The General Services Administration (GSA) that oversees most federal buildings and properties (not postal or military) has been under investigation by Congressman Mica. That investigation revealed the GSA funded outrageous Las Vegas Convention expenditures and a variety of other questionable spending.
As Chairman of the Transportation and Infrastructure Committee Congressman Mica conducted one of the first hearings at a cold, vacant federal building two blocks from the White House. This hearing highlighted the fact the GSA has 14,000 properties either vacant or under-used. During the past year, this inquiry has forced the GSA to take action to turn this property—now costing taxpayers more than $6 million a year—into revenue producing assets for taxpayers. Over a thousand workers will now be employed, in addition to reducing the waste of billions of dollars on vacant structures. These investigations have called a halt to much of this irresponsible behavior and continue to root out waste at that agency.

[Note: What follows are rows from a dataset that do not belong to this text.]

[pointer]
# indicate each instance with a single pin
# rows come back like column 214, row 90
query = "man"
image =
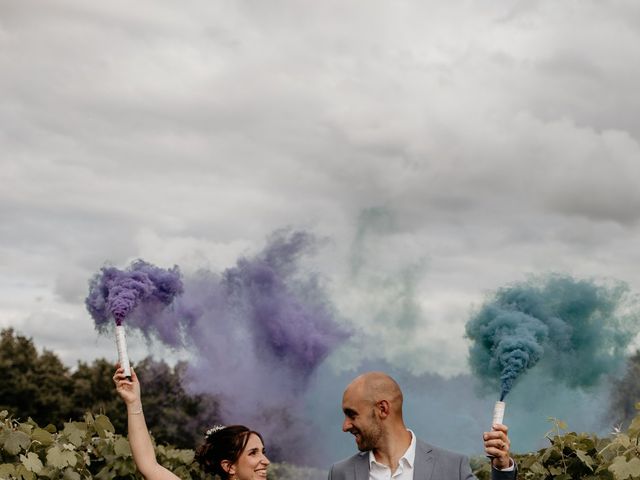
column 372, row 406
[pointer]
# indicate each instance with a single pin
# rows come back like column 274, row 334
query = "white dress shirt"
column 378, row 471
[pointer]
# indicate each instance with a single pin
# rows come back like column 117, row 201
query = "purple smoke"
column 257, row 333
column 117, row 293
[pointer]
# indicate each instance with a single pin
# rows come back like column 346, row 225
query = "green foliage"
column 91, row 449
column 80, row 450
column 579, row 456
column 39, row 386
column 625, row 393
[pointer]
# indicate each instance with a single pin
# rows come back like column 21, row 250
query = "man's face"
column 361, row 420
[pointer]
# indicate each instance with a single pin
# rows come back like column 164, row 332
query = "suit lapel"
column 424, row 462
column 362, row 466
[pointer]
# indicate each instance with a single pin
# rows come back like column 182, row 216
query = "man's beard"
column 370, row 439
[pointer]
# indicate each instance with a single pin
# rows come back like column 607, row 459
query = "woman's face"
column 252, row 464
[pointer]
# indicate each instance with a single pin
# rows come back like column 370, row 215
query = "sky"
column 437, row 150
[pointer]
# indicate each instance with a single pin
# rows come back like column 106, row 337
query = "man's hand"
column 496, row 445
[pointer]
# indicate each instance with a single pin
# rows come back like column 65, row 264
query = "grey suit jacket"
column 431, row 463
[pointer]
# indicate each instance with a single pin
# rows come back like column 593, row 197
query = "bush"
column 579, row 456
column 91, row 449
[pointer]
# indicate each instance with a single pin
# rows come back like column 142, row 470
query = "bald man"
column 372, row 406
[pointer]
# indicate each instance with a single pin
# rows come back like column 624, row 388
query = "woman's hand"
column 129, row 390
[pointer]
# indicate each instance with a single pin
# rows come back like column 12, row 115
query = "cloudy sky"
column 439, row 150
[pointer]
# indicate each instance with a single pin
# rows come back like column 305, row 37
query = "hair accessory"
column 214, row 429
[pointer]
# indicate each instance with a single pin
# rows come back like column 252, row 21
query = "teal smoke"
column 577, row 330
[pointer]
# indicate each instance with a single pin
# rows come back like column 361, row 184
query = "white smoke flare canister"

He has also led the GSA investigation into the wasteful 2010 Las Vegas government conference and plans to investigate the deals cut for GSA Public Buildings, and has demanded that Commissioner Jeffrey Neely step down.
Congressman Mica was successful in having legislation recently signed into law requiring significant reforms at the Transportation Security Administration (TSA) operations across the nation. Unfortunately, in less than a decade, the TSA’s bureaucracy has mushroomed into 14,000 federally funded administrative positions. More than 4,000 of those administrative personnel are located in Washington, earning an average of $104,000 per year. Most of the TSA bureaucracy oversees the massive screening operations of our transportation systems. The new law requires TSA adopt private sector partnerships so that the agency can set standards, conduct performance audits and focus on security rather than the administration of a huge workforce.
Congressman Mica successfully fought the EPA by authoring and passing HR 2018 which prevented them from implementing costly, unnecessary measures that would dramatically drive-up water bills and force unreasonable expenditures for local communities, without resulting benefits.